Visions of Glory Series

with Barbara Grizzuti Harrison

vignettes of this famous author's life, as reviewed from her out-of-print book, Visions of Glory--A History and a Memory of Jehovah's Witnesses
New York: Simon and Schuster, 1978

Leaving

"Nobody ever told me that all believers doubt, or that the logical consequence of the possession of free will is to question, or that even mystics have at times felt abandoned by the God they adore; what a lot of misery it would have saved me if someone had told me."

When I left the Witnesses, I told myself that if I had to spend the rest of my life alone (believing that in all the important things, I would always be alone), the leaving would still have been worth it. I could not foresee the consequences of leaving; but I knew that the act itself was necessary, that I must not try to anticipate the consequences, and that the consequences of not acting would be worse than anything that might happen to me afterward. In all the years that followed, I never found reason to regret my decision, even through all the inescapable desolations and humiliations, the hurts and wounds that life inflicts upon us all. I vowed to accept as truth only that which I knew to be true, and to live—"convinced of the wholly human origin of all that is human"—with only that which I knew to be true.
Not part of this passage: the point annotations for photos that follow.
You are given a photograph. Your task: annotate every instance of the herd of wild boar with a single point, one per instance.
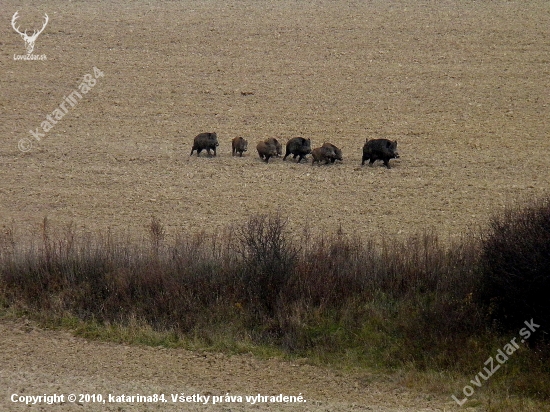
(299, 147)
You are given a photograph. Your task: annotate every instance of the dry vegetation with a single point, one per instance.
(463, 86)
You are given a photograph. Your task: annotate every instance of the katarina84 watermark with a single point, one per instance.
(501, 357)
(69, 102)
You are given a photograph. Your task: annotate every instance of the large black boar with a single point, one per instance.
(266, 149)
(380, 149)
(299, 147)
(277, 145)
(205, 141)
(239, 145)
(323, 153)
(337, 152)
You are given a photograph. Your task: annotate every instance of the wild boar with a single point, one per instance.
(299, 147)
(205, 141)
(380, 149)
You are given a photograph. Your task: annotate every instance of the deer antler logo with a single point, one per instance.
(29, 40)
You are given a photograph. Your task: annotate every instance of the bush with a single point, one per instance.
(516, 267)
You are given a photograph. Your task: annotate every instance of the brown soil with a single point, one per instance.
(462, 85)
(37, 362)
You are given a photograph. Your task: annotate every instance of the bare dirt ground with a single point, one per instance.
(462, 85)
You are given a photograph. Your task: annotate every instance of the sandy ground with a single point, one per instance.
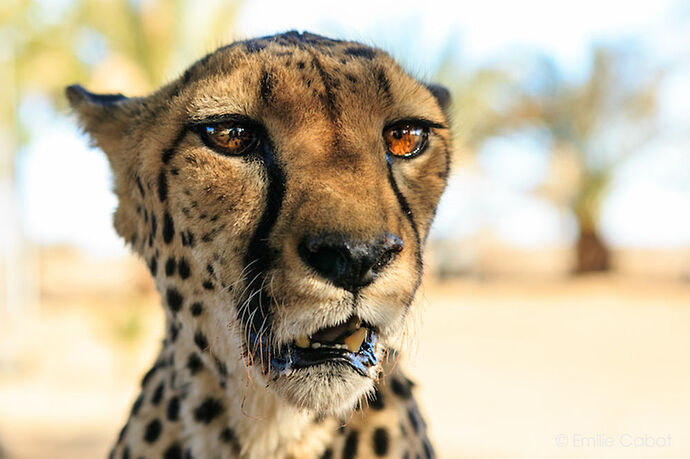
(596, 367)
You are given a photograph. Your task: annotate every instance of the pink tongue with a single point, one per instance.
(331, 334)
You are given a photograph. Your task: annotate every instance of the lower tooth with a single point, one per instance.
(355, 340)
(302, 342)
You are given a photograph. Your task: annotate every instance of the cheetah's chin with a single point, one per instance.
(351, 344)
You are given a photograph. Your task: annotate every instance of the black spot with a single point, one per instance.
(197, 309)
(350, 450)
(412, 415)
(168, 228)
(227, 435)
(174, 451)
(162, 186)
(266, 85)
(153, 431)
(153, 266)
(136, 407)
(221, 367)
(200, 340)
(158, 393)
(141, 187)
(428, 450)
(208, 410)
(380, 441)
(366, 53)
(194, 363)
(149, 374)
(376, 400)
(167, 155)
(401, 389)
(208, 285)
(123, 431)
(183, 268)
(170, 267)
(174, 299)
(173, 409)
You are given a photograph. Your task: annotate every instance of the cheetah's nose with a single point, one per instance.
(347, 263)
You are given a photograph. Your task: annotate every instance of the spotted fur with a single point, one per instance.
(220, 235)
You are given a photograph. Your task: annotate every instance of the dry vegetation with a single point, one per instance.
(505, 367)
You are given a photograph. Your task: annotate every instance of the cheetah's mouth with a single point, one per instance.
(350, 343)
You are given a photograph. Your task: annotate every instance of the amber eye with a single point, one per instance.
(405, 140)
(229, 138)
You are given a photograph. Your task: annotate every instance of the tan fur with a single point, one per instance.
(324, 105)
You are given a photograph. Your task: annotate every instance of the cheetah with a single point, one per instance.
(280, 191)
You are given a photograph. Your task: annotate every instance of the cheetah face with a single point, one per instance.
(287, 184)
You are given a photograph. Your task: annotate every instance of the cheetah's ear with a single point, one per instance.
(441, 94)
(105, 117)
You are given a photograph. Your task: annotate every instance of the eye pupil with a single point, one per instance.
(405, 140)
(229, 138)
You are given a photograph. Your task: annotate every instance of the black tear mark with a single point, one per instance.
(200, 340)
(405, 207)
(363, 52)
(380, 441)
(259, 253)
(168, 153)
(266, 87)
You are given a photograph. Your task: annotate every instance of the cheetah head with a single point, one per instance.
(281, 191)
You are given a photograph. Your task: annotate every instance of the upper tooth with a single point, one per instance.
(354, 341)
(302, 341)
(354, 325)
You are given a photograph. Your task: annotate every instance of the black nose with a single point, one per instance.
(348, 263)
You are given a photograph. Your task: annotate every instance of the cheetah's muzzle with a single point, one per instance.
(350, 343)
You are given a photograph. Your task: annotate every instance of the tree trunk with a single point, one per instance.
(592, 253)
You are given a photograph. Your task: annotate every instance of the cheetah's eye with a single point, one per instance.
(406, 140)
(228, 138)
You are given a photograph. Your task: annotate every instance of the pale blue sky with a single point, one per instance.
(649, 204)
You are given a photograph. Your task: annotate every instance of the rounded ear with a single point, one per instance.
(105, 117)
(441, 94)
(108, 119)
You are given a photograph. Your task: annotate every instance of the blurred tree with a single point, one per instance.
(108, 45)
(595, 122)
(600, 121)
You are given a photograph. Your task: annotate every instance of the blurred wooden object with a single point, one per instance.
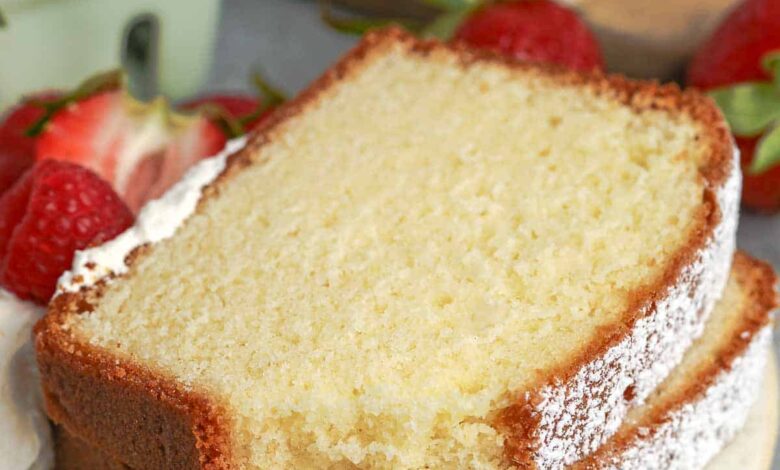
(651, 38)
(392, 8)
I expected to live and die without certainty, without the absolute, and without absolution.

(Sometimes there was pure joy in remembering why I had left. Crossing the Brooklyn Bridge at night, seeing that skyline burning hot and icy, the skyline that defined and was a symbol for the world—" This is mine, all mine"—I rejoiced; I had chosen it; I loved it (I love it). And sometimes when making love. Or decorating the Christmas tree with my children— squabbling, hassling, but alive and juicy, in love with whatever was human and whatever was magic. At those moments, I remembered the years of deprivation, but only to exult in the riches of the present. The past was like a bad dream. The nights of Gethsemane were lived through; there was always a morning.)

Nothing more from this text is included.